Debussy
Danse sacrée et danse profane
Strauss
Tod und Verklärung, Op.24
Wagner
Götterdämmerung – Dawn and Siegfried’s Rhine Journey;Siegfried’s Funeral Music; Immolation Scene
Cecilia Sultana de Maria (harp)
Alwyn Mellor (soprano)
London Schools Symphony Orchestra
Peter Ash
Reviewed by: Christian Hoskins
Reviewed: 25 September, 2007
Venue: Barbican Hall, London
The London Schools Symphony Orchestra has been giving concerts with school-age musicians since 1951. For its third and final concert of 2007 the conductor was the LSSO’s Artistic Director, Peter Ash, and presented an ambitious programme of works.
Debussy’s attractive Danse sacrée et danse profane, for harp and string orchestra, was an ideal opener. Cecilia Sultana de Maria, a member of the LSSO, gave a technically impressive and engaging performance, supported by sensitive and accurate playing by the orchestra.
In Tod und Verklärung, following the introduction, the orchestra seemed to suffer a loss of confidence, with a number of off-key entries from the woodwind, and the eight-strong horn section also had a number of difficulties. Fortunately, it was still possible to appreciate the exquisite solo violin playing from the orchestra’s leader, Ning-Yi Xiang. Confidence crept back with the first allegro section and the quality of the playing gradually improved. By the time of the work’s climax, based on the work’s ‘idealism’ theme, the music-making was incandescent. Combined with the beautiful coda, the result was very moving. A real transfiguration had been achieved.

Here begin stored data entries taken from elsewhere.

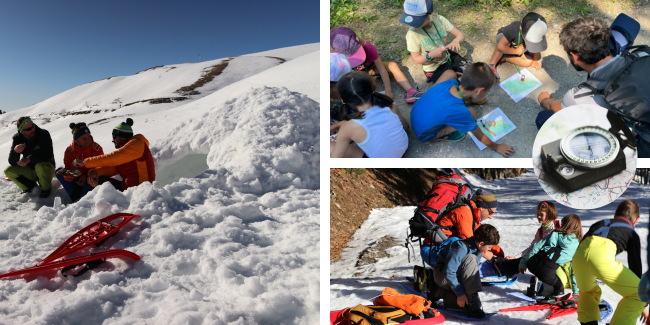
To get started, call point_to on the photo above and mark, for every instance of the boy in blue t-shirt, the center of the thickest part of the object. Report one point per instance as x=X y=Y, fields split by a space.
x=441 y=114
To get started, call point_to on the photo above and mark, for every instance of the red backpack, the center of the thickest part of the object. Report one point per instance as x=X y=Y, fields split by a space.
x=443 y=198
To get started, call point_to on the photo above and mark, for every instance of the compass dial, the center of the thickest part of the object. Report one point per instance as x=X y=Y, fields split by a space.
x=589 y=147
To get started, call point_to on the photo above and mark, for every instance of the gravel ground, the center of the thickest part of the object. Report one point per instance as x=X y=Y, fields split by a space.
x=556 y=75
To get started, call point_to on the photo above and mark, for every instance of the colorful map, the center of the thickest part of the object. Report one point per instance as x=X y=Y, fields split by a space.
x=495 y=125
x=517 y=89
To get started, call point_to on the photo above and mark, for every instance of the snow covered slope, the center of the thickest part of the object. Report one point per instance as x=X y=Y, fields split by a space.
x=515 y=219
x=238 y=244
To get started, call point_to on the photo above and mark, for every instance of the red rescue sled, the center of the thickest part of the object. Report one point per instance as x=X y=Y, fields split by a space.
x=94 y=234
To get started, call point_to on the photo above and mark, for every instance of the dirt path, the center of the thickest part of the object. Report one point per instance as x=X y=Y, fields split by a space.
x=480 y=27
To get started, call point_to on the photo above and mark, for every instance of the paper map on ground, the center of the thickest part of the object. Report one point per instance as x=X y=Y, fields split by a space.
x=495 y=125
x=517 y=89
x=595 y=195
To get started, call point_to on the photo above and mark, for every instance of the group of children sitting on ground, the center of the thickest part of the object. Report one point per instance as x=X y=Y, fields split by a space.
x=444 y=112
x=559 y=257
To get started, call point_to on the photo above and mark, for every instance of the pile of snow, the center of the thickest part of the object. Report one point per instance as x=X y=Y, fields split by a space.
x=516 y=221
x=239 y=244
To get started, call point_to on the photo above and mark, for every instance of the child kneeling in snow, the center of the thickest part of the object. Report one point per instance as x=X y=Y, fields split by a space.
x=547 y=215
x=372 y=121
x=456 y=271
x=546 y=256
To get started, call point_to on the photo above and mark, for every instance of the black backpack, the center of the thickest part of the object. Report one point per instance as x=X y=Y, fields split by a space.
x=628 y=95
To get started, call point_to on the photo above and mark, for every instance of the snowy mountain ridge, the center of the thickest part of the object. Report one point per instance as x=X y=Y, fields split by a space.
x=229 y=231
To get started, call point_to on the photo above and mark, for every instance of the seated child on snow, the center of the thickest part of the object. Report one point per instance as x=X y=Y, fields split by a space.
x=426 y=39
x=441 y=113
x=372 y=121
x=546 y=215
x=596 y=259
x=339 y=66
x=456 y=271
x=546 y=256
x=520 y=43
x=83 y=146
x=363 y=56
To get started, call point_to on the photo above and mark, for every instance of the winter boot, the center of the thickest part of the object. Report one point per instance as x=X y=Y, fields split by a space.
x=27 y=182
x=534 y=287
x=473 y=307
x=44 y=193
x=499 y=269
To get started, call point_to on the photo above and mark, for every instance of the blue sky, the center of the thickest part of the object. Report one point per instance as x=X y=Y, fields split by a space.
x=48 y=47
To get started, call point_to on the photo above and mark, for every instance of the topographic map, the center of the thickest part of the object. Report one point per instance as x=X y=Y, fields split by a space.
x=517 y=89
x=593 y=196
x=495 y=125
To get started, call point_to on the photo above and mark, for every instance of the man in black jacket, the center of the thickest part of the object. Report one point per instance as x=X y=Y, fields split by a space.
x=37 y=162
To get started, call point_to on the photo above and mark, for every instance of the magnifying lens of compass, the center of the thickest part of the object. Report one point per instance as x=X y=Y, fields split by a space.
x=590 y=146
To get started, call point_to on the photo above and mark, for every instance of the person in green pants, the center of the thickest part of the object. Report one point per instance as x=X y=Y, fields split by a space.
x=595 y=258
x=31 y=158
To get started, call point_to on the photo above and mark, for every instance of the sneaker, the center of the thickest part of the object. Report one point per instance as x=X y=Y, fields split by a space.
x=494 y=69
x=473 y=307
x=412 y=95
x=27 y=182
x=453 y=136
x=534 y=286
x=44 y=193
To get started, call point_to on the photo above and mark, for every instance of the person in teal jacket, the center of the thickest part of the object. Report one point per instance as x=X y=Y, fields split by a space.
x=546 y=256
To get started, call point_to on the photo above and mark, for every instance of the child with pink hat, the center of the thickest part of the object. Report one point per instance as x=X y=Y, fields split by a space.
x=363 y=56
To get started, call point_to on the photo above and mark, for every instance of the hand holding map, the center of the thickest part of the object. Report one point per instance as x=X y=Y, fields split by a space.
x=519 y=86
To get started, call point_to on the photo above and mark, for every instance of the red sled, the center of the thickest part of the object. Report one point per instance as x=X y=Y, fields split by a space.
x=94 y=234
x=565 y=305
x=340 y=317
x=74 y=261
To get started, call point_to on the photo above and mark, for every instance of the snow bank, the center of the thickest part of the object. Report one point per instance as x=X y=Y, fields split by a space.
x=239 y=244
x=267 y=137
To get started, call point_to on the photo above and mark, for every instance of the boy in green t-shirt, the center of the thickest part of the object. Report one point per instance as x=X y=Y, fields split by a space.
x=520 y=43
x=427 y=39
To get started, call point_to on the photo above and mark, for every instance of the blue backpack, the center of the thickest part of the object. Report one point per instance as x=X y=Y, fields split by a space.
x=430 y=253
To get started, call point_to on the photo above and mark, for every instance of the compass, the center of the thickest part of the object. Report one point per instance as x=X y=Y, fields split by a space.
x=583 y=156
x=589 y=147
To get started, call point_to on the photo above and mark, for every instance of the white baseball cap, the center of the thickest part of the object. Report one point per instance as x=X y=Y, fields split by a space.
x=535 y=36
x=415 y=12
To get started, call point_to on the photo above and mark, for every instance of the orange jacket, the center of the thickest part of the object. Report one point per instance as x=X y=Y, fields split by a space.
x=461 y=219
x=76 y=152
x=133 y=162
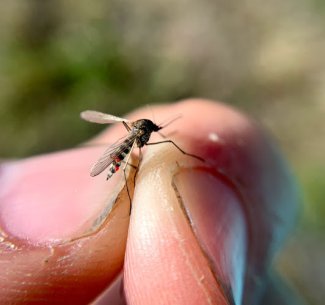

After the interval, the LSSO played scenes from “Götterdämmerung”. The opening of ‘Dawn and Siegfried’s Rhine Journey’ featured sensitive playing from the cellos and double basses, the long melodic line carefully sustained by the conductor. The horn-players, having by now recovered their form, gave a superb rendition of the Siegfried theme. After a lively Rhine Journey, the piece concluded with some very atmospheric playing from the tuba and other lower-pitch instruments. In ‘Siegfried’s Funeral Music’, the orchestra were inspired to playing of enormous intensity, with thrilling trumpets and perfectly timed cymbal crashes.
Peter Ash and the orchestra had clearly been saving the best for last, however. One of the features of “Götterdämmerung” is that the music is full of reminiscences of themes from earlier in the “The Ring” tetralogy, and nowhere more so than in the ‘Immolation Scene’. I doubt that many of the players are familiar with the complete cycle, but the themes for Valhalla, the Rhinemaidens and the Magic Fire, among others, were all vividly brought to life. With Alwyn Mellor providing an assured, affecting Brünnhilde, and because of excellent playing, the music surged forward to an electrifying final climax.
I would have been thrilled hearing a concert such as this from a professional orchestra, but from the young players of the LSSO under their fine conductor it was nothing less than astonishing.